Turns out they mostly seem to sell very cheap, uncoated, optical plastic filters (in Cokin filter sizes, it appears). $16.50 for an 84mm "P" series size 2 stop ND Grad. That's about half the price of a Cokin, which are relatively low cost filters, too. High quality such as Singh Ray, Lee, Formatt-Hitech, Tiffen, etc cost $100 or more for the same type of filter.
When you put cheap junk filters in front of your lens to shoot through, you should expect it will effect the images in bad ways... like weird color casts. You lose image quality by using poor quality filters!
But other responses are correct... and ND filter is the wrong type for what you are tying to do. You need a Circular Polarizer. Those will reduce reflections, deepen the blue of the sky, help saturate colors and more.
I recommend B+W brand C-Pol. Check your lens, but I think you need a 67mm. Top of the line B+W XS-Pro High Transmissive C-Pol in that size costs $90. That filter uses Schott glass with 16-layer "nano" multi=coatings, fine Kaesemann polarizing foils, in a slim brass frame. Also very good, B+W F-Pro High Transmissive C-Pol in 67mm costs $70. The difference is that it use 8-layer multi-coatings and a standard brass frame.
You can find similar quality such as Breakthrough X4, Heliopan, Hoya HD3... but they cost 1.5X to 2X as much as the B+W.
While quality filters can help, there is a limit.
You mention photographing people out in bright sun... Much of the day, when the sun is high in the sky, you will have heavy shadows to deal with. No filter can solve that for you. In those situations, I'll often use fill flash...
Alternatively, an assistant holding a reflector can bounce light onto the subject. Or, move everyone into a more shaded spot.

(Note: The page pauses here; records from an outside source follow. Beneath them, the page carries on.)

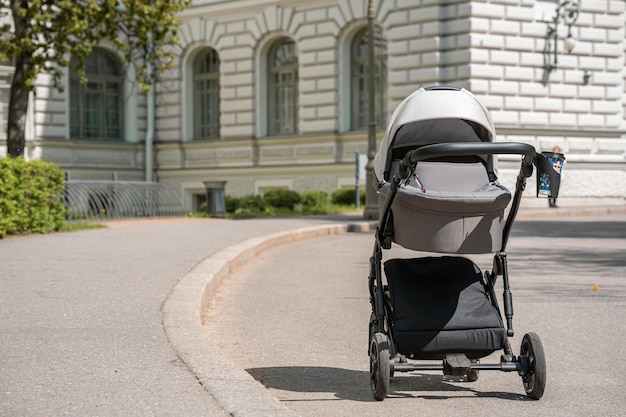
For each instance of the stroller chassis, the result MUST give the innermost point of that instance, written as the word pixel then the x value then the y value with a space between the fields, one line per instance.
pixel 530 364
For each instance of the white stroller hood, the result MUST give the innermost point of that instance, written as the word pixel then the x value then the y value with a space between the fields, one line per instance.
pixel 435 115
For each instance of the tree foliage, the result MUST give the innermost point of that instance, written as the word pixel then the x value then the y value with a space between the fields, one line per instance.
pixel 45 35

Shooting outdoors in strong sunlight, a lens hood would likely help, too. If not already using one, it can keep oblique light off your lens, reducing flare that robs images of color and contrast. A side benefit is that a lens hood helps protect your lens and any filter on it from bumps. A downside when using a circular polarizer is that you may have to temporarily remove the hood to adjust the filter. But it depends on the hood... some are wide and shallow enough you can reach in and rotate the filter... others aren't.